Comment 579 for bug 620074

Revision history for this message
In , kernel (kernel-linux-kernel-bugs) wrote :

(In reply to comment #564)
> Thanks to all people involved in solving this bug.

Does anyone have a link to a discussion list post or a technical article detailing the theory behind the solution to this bug? Since this "bug" encompasses so many scenarios, I have doubts about whether all of them have indeed been resolved. I'm glad one person's problem went away, but until a kernel hacker can stand up and explain exactly what was wrong and how they fixed it, I'm going to assume there are still lurking problems in Linux's I/O subsystem.

One problem we've seen and discussed in this thread is that large numbers of dirty blocks waiting to be flushed to disk can cause eviction of "hot" pages of code that are needed by interactive user processes, thus bringing the system to a state of thrashing in which processes continually trigger page faults because their actively executing code keeps being forced out of RAM by the large buffered write to disk. Even if this problem has been solved (presumably by fixing a bug in the code that is supposed to force a process to flush its own dirty pages to disk once dirty_ratio has been reached), there would still be the problem of the kernel's evicting hot pages from RAM so aggressively in low-memory conditions that interactivity of the system is compromised to the point where it's impossible for the user to resolve the memory shortage.

It's pretty easy to reproduce the thrashing scenario: just mount a tmpfs whose max size is close to the amount of physical memory in the system and start writing data to it. Eventually you may find that you are no longer able to do anything, even to give input focus to your terminal emulator so you can interrupt your writing process (or in some setups, even to move your mouse cursor on the screen), because your entire desktop environment and even the X server have been evicted from RAM and are continually paging back in from disk (and being immediately evicted again), hindering your ability to do anything. I've encountered this scenario while compiling Chromium in a tmpfs. I'd expect the OOM killer to activate, but instead I find that all of my running applications are responding at a snail's pace because they have to keep paging in bits of their program code from disk. I should mention that I run without swap.

I would think one way to solve the thrashing problem would be to introduce a kernel knob that would set how much time must elapse between a page being fetched from disk into RAM due to a page fault and that page becoming eligible for eviction from RAM. If set to, say, 30 seconds, then the user's interactive processes could retain a usable degree of interactivity, even under extremely low memory conditions. This would, of course, mean that the OOM killer would activate sooner than it does now, since pages that the kernel would presently choose to evict in order to free up RAM would be ineligible under this new time limit. Setting the knob to zero would yield the behavior we have now, in which the kernel is free to evict all unlocked pages.

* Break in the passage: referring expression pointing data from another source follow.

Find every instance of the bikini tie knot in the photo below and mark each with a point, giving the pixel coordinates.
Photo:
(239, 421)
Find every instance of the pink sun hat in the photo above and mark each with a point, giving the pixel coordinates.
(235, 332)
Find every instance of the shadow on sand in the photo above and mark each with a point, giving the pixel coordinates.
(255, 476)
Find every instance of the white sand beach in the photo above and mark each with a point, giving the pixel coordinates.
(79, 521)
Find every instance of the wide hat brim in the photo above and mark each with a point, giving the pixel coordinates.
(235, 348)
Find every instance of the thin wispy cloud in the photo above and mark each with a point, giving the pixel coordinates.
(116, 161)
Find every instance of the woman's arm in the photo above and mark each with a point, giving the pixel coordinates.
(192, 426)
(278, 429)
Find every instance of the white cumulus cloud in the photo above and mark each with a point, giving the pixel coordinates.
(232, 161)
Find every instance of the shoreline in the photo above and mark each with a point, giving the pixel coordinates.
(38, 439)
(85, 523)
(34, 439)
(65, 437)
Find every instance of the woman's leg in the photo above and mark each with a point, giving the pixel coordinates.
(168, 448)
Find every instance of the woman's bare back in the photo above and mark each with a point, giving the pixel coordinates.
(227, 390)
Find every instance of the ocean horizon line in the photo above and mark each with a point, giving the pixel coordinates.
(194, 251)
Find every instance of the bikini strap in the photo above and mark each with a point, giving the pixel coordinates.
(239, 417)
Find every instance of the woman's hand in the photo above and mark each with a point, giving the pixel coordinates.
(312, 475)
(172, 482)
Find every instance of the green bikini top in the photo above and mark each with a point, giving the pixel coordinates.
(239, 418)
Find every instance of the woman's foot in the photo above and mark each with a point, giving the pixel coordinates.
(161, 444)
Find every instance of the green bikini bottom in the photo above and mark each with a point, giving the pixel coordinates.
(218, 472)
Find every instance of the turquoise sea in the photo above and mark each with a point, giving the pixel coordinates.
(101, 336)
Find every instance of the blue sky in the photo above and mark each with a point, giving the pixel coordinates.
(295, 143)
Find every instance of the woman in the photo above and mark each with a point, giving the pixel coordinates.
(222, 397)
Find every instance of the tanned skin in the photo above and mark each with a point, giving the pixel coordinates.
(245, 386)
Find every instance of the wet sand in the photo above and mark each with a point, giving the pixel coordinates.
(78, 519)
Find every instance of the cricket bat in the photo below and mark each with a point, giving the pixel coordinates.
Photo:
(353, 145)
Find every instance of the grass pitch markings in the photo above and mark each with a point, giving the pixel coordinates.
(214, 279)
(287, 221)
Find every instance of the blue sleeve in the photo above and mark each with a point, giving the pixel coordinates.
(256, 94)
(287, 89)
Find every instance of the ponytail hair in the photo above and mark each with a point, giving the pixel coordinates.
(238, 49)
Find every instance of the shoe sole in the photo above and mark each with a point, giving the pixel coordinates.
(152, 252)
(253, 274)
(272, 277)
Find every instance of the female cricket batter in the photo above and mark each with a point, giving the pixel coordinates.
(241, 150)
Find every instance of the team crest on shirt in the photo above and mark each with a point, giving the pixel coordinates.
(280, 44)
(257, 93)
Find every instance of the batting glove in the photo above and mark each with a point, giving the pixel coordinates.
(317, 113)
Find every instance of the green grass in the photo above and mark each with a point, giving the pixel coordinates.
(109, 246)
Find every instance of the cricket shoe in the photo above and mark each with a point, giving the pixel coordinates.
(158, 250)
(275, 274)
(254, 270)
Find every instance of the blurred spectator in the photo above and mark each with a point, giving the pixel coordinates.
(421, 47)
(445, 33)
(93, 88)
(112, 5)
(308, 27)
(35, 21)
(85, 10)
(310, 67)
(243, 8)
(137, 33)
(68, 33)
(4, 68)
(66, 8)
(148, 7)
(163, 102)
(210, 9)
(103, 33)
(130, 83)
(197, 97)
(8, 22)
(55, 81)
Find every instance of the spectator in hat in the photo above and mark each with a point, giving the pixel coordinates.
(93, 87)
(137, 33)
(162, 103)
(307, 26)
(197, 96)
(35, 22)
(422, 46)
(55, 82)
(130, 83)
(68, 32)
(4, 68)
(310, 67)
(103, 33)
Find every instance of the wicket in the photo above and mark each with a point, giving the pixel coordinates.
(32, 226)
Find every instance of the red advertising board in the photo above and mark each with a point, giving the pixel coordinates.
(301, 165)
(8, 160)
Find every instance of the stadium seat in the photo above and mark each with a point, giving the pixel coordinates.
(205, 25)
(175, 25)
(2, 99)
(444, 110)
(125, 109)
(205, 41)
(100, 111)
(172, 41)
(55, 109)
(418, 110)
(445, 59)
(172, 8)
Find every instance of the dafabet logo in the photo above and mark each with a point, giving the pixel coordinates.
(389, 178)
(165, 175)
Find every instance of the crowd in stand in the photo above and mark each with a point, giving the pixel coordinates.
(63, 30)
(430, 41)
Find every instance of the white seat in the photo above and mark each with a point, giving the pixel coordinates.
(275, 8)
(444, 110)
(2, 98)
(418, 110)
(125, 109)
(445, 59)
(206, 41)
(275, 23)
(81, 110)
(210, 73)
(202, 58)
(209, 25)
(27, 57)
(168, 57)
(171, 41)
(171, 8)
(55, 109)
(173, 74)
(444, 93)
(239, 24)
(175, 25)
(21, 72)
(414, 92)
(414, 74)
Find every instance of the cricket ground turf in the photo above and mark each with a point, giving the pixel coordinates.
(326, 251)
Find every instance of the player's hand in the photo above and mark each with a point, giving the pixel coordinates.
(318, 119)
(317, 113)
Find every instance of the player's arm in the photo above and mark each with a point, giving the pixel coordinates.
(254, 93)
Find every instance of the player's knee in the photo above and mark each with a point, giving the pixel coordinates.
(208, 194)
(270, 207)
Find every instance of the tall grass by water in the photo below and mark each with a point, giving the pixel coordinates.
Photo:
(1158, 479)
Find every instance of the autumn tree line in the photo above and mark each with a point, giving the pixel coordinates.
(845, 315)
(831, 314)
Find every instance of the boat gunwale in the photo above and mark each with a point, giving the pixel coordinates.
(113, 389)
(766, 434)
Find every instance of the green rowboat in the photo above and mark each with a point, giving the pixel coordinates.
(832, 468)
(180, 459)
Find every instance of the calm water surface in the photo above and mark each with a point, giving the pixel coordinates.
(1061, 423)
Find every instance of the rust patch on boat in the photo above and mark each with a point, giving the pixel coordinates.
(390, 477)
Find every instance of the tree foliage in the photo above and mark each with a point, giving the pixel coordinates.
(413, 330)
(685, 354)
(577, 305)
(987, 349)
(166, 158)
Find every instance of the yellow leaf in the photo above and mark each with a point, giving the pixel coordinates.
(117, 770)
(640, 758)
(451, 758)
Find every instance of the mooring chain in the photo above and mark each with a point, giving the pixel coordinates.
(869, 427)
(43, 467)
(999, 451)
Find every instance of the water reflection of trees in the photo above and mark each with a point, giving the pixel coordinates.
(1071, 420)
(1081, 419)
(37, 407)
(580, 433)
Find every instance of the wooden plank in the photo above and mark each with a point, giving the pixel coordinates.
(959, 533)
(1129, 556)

I'll reiterate once more, as a refresher, that this was formerly not such a problem on 32-bit x86 systems because most library code there contained relocations that would cause the pages containing the code for libraries to differ from disk, so they could not be evicted (assuming no swap). Now that we use position-independent code on x86_64, most executable pages in RAM are identical to the copies on disk, so they are eligible for evicting since the kernel can just page them back in from disk when they're needed. That convenience turns on us when we find that pages that are needed very frequently (like pages that handle moving the mouse cursor or blinking a cursor) are being evicted aggressively.